Article 3.2 : indemnisation des temps de voyage
L’ouvrier envoyé en grand déplacement par son entreprise, soit du siège social dans un chantier où inversement, soit d’un chantier dans un autre, reçoit indépendamment du remboursement de ses frais de transport et, notamment, de son transport par chemin de fer en 2nde classe.
Pour le passager :
-Pour les heures comprises dans son horaire de travail non accomplies en raison de l'heure de départ ou de l'heure d'arrivée, une indemnité égale au salaire qu'il aurait gagné s'il avait travaillé ; - Pour chaque heure de trajet non comprise dans son horaire de travail, une indemnité égale à 50 % de son salaire horaire, sans majoration ni prime compensatrice des frais complémentaires que peut impliquer le voyage de déplacement, sauf si ces frais sont directement remboursés par l’entreprise
Pour le conducteur, son temps de conduite sera traité comme un temps de travail effectif et sera par conséquent rémunéré comme tel et ce, que le temps de conduite soit situé en dehors ou dans les horaires de travail. Si le temps de conduite n’est pas compris dans les horaires, celui-ci pourra même donner lieu à des heures supplémentaires.
L’ouvrier passager et conducteur indemnisé dans les conditions précisées ci-dessus qui n’est pas déjà en situation de grand déplacement bénéficie de l’indemnité journalière de grand déplacement à compter de son arrivée au lieu du déplacement jusqu’à son départ du même lieu.
Article 4 : Suivi de l'accord (ou clause de rendez – vous)
Pour la mise en œuvre de l’accord découlant du présent projet, il est prévu la création d'une commission paritaire de suivi composé d’un représentant de l’employeur et d’un du collège salarié, commission qui se réunira une fois par an. Par ailleurs, en cas d'évolution législative ou conventionnelle susceptible de remettre en cause tout ou partie des dispositions de l’accord découlant du présent projet, les parties signataires conviennent de se réunir dans un délai de deux mois après la prise d'effet de ces textes, afin d'adapter au besoin lesdites dispositions.

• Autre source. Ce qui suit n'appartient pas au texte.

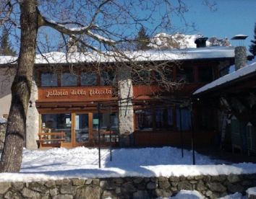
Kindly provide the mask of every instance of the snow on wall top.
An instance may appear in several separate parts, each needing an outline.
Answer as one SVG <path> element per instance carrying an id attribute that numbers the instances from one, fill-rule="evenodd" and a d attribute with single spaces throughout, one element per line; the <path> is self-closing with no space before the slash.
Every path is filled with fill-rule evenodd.
<path id="1" fill-rule="evenodd" d="M 197 94 L 205 92 L 207 90 L 213 89 L 216 87 L 224 84 L 227 82 L 235 80 L 238 78 L 244 76 L 246 75 L 248 75 L 248 74 L 252 74 L 255 71 L 256 71 L 256 59 L 254 60 L 254 62 L 252 63 L 249 64 L 247 66 L 244 66 L 244 67 L 243 67 L 237 71 L 235 71 L 231 74 L 226 74 L 222 77 L 220 77 L 219 79 L 217 79 L 216 80 L 215 80 L 215 81 L 205 85 L 204 87 L 198 89 L 197 90 L 196 90 L 193 93 L 193 94 Z"/>
<path id="2" fill-rule="evenodd" d="M 127 57 L 119 56 L 115 52 L 106 52 L 104 54 L 96 53 L 74 53 L 65 54 L 61 52 L 51 52 L 43 55 L 37 55 L 35 63 L 67 63 L 84 62 L 116 62 L 126 61 L 129 59 L 134 61 L 179 61 L 204 58 L 234 58 L 234 47 L 207 47 L 200 48 L 187 48 L 176 50 L 149 50 L 139 51 L 122 52 Z M 248 55 L 249 53 L 248 53 Z M 6 64 L 14 61 L 17 58 L 0 56 L 0 64 Z"/>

Article 5 : Durée de l'accord d'entreprise et entrée en vigueur
L’accord découlant du présent projet est conclu pour une durée indéterminée. Il entrera en vigueur le 1er SEPTEMBRE 2025.

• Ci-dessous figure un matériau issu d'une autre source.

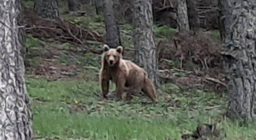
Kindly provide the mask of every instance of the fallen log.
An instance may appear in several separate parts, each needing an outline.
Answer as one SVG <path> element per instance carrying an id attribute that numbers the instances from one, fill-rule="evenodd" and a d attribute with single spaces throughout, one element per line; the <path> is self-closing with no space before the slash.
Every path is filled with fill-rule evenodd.
<path id="1" fill-rule="evenodd" d="M 26 31 L 34 37 L 84 45 L 87 40 L 104 42 L 100 35 L 61 18 L 42 18 L 33 10 L 24 8 Z"/>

Article 6 - Renouvellement
Un mois avant le terme du présent accord, les parties se réuniront en vue de l'éventuel renouvellement de l'accord découlant du présent projet. A défaut de renouvellement, l'accord découlant du présent projet arrivé à expiration cessera de produire ses effets, en application de l'article L 2222-4 du Code du travail.
Article 7 - Révision
Pendant sa durée d'application, l’accord découlant du présent projet pourra être révisé dans les conditions fixées par l'article L 2261-7-1 du Code du travail. Chacune des parties habilitées pourra solliciter la révision de l’accord découlant du présent projet selon les modalités suivantes : envoi d’une demande de révision adressée par lettre remise en mains propres à l’issue d’une première année de mise en œuvre de l’accord. Les dispositions de l'avenant de révision se substitueront de plein droit à celles de l'accord découlant du présent projet qu'elles modifieront, soit à la date qui aura été expressément convenue soit, à défaut, à partir du lendemain de son dépôt.
ARTICLE 8 - Dénonciation
L’accord découlant du présent projet pourra être dénoncé par l'ensemble des parties signataires moyennant un préavis de 3 mois.

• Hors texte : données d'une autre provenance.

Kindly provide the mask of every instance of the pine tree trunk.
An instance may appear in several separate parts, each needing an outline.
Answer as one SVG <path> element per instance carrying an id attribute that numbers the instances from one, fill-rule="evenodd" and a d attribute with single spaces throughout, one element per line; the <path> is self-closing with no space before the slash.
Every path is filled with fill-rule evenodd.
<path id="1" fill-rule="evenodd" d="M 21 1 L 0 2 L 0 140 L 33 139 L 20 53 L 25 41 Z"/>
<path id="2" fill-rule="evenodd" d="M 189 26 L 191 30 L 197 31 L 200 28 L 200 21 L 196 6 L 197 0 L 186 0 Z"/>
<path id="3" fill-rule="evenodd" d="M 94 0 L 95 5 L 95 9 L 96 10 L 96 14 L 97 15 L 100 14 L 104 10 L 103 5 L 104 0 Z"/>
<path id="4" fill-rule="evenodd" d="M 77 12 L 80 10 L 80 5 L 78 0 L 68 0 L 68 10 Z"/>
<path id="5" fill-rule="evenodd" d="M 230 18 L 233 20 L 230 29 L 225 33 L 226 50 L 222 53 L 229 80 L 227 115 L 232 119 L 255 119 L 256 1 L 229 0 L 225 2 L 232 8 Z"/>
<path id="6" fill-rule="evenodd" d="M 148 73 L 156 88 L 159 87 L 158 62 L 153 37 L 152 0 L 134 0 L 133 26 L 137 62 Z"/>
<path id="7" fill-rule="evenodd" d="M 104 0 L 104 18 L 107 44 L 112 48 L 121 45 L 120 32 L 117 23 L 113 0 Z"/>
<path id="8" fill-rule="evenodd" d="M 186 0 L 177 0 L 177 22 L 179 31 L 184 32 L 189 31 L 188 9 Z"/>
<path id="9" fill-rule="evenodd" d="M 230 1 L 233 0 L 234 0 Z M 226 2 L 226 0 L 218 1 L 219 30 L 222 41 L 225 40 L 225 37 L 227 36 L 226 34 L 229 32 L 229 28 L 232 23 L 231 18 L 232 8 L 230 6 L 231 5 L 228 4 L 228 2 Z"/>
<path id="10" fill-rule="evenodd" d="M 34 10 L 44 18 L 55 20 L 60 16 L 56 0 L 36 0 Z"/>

Article 9 - Notification et Dépôt
L’accord découlant du présent projet sera notifié par la partie la plus diligente à chacune des organisations syndicales représentatives dans le périmètre de l'accord à l'issue de la procédure de signature. Il sera ensuite déposé sur la plateforme de téléprocédure Télé Accords et remis au greffe du conseil de prud'hommes de Toulouse et transmis à la CCPNI.